Amirjan Qosanov for President
- Campaign: 2019 Kazakh presidential election
- Candidate: Amirjan Qosanov Journalist General Secretary of Azat Party (2009–2013) First Deputy Chairman of JUS-DP (2006–2009) Deputy Chairman of Republican People's Party (1998–2001)
- Affiliation: Ult Tagdyry
- Status: Announced 9 April 2019 Official nominee 26 April 2019 Lost election 9 June 2019
- Headquarters: Atyrau
- Slogan(s): Ұлт тағдыры - ұлттық құндылықтар ("Destiny of the nation - national values")

= Amirjan Qosanov 2019 presidential campaign =

Amirjan Qosanov, a Kazakh journalist and opposition politician expressed his interest on 9 April 2019 in joining the race, believing a chance of possible fair election being held under Acting President Kassym-Jomart Tokayev. On 26 April, Qosanov announced his bid for presidency for the Ult Tagdyry political association where he was unanimously nominated by the group. Qosanov became a registered candidate by the Central Election Commission. On 12 May 2019, Qosanov's campaign officially published the electoral platforms on the website.

== Platforms ==

- Ending corruption
- Reducing the powers of a president
- Allowing direct elections of akims
- Diversifying Kazakh economy
- Prohibiting the construction of nuclear power plants

- End restrictions in political scenes
- Ensuring fair elections in local and general
- Allowing freedom of speech

- Strengthen the role of the Kazakh language
- Complete decommunization and de-Sovietization of in public mind
- Limit monopolies with promotion of business competition

== Foreign policy ==
In regards towards foreign policy, Qosanov stated that "I am one of the organizers of the republican meeting, which was against the entry of Kazakhstan into the Eurasian Economic Union. We believe this union is unequal. For all economic and military parameters, one country dominates there - Russia. We have always advocated good-neighborly relations with Russia, but on equal terms. Therefore, being in a single alliance with a country that is much larger than us cannot be effective and useful for our country. Speaking about rapprochement with the European Union, we are talking primarily about the European Western standards of democracy, competitive political life, turnover of power, freedom of speech, control of government institutions, and a civilized liberal economy."

== Campaign ==
Qosanov visited several regions and cities such as Petropavl, Karaganda, Almaty, and Kostanay. In his official visit to Pavlodar, he called it an industrial region where it has economic potential. "Therefore, such issues as employment and social protection are relevant here. Many questions were asked about the role of educators in the modern world" he said.

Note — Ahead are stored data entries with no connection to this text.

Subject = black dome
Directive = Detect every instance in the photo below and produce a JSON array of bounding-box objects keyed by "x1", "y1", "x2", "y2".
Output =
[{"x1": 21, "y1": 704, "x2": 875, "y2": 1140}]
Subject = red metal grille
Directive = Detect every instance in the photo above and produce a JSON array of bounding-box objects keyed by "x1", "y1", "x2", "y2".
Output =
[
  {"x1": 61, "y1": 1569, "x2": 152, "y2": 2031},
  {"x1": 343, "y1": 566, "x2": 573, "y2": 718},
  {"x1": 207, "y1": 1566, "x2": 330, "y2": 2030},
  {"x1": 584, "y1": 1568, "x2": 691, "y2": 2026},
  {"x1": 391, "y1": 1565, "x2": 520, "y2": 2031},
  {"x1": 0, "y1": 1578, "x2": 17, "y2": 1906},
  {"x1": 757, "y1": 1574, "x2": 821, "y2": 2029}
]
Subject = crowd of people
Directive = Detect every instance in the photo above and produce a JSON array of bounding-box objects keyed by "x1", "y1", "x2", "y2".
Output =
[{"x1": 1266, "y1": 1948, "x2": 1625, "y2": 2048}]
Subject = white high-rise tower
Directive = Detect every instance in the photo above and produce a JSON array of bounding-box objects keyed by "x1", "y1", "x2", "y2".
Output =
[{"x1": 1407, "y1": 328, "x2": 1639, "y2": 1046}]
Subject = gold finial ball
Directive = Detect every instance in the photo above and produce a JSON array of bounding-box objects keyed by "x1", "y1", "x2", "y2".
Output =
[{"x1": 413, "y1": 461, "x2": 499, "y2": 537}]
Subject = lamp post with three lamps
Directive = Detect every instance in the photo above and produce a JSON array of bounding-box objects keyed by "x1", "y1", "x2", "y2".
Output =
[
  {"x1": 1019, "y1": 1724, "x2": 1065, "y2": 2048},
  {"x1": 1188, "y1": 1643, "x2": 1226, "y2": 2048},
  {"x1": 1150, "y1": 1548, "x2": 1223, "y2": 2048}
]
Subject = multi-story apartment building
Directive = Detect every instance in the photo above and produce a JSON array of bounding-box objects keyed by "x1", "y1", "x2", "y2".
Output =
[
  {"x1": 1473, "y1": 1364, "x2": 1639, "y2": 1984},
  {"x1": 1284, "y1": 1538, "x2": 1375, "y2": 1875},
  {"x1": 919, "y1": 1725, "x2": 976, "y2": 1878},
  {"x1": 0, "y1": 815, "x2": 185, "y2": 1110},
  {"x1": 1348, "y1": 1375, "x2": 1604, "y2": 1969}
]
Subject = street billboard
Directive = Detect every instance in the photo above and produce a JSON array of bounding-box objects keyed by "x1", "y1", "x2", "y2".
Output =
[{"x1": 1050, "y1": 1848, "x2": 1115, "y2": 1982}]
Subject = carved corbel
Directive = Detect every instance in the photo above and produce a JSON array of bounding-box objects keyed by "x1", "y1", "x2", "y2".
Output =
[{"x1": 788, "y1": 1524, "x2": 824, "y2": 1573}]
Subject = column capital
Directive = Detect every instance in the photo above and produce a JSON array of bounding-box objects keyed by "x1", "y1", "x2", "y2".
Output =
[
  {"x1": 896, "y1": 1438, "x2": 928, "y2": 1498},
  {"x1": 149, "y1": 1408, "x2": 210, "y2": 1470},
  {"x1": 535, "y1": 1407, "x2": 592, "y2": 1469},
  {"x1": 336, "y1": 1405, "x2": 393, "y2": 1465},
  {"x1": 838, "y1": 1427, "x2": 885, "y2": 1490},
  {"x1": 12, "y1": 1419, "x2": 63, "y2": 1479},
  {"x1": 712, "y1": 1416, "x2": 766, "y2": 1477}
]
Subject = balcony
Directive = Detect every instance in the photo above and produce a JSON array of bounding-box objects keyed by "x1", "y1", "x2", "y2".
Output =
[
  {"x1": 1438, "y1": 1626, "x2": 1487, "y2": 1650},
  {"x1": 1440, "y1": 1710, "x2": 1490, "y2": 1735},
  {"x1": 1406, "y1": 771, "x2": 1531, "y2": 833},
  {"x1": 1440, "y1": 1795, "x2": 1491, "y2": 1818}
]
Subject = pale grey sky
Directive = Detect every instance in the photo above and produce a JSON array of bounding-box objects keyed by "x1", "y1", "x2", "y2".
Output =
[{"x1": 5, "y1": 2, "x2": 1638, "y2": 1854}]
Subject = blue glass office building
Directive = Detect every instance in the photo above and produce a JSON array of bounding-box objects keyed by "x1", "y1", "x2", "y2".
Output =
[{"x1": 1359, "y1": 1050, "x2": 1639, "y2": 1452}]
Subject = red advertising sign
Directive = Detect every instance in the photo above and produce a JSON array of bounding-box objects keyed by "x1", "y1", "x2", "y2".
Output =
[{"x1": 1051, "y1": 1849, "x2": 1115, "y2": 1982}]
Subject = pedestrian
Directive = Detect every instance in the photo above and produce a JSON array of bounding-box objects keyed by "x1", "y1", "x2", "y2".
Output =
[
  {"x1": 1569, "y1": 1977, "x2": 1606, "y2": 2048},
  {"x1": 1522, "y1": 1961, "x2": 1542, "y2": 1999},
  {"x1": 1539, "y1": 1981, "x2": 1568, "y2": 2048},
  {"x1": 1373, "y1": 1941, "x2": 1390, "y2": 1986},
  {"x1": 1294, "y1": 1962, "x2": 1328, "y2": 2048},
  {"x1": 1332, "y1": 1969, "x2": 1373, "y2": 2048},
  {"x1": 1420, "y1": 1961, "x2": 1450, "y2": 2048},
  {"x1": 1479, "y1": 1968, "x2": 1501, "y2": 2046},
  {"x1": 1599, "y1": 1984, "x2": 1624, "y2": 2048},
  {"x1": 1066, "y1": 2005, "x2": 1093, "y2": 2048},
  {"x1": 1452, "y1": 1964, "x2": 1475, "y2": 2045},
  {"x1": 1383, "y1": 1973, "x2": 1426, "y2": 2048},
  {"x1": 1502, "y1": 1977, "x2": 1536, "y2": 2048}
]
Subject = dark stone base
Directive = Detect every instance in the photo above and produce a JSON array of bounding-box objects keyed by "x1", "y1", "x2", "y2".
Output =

Despite being considered as an opposition, many other groups and parties called for boycott in the elections and accused of Qosanov being compromised by the government. In responds to those complains Qosanov responded that "First, every citizen has the right to boycott. But every political organization is not a citizen. This is an organization with its own burden of responsibility [which] must measure it out, cut it off once before making a boycott. I would understand if it was a collective, solidarity, organized, powerful boycott. Perhaps I would then join as one of the participants in the democratic process. I don't see that. More I see a desire to get away from routine campaigning work, a lack of finance and appropriate resources to participate in this. More I see something personal about me. Now my former comrades-in-arms, with whom I went to the rallies, are mocking and burning me. I personally do not understand this. Perhaps I can admit that there is some kind of envy and jealousy, because whether they like it or not, this campaign allows me to consolidate the protest electorate. People turn to me - from super radicals to centrists, from hawks from opposition to doves from opposition. I get satisfaction, pleasure from this work, because I haven't worked with the electorate so purposefully for a long time."

Throughout his campaign, Qosanov held live streams on social media where spoke in Russian and Kazakh about his platforms to the public.

In an interview to the Current Time, Qosanov already expressed doubts that the election would be conducted fairly, in which he promised of his condemnation of results if any violations were reported.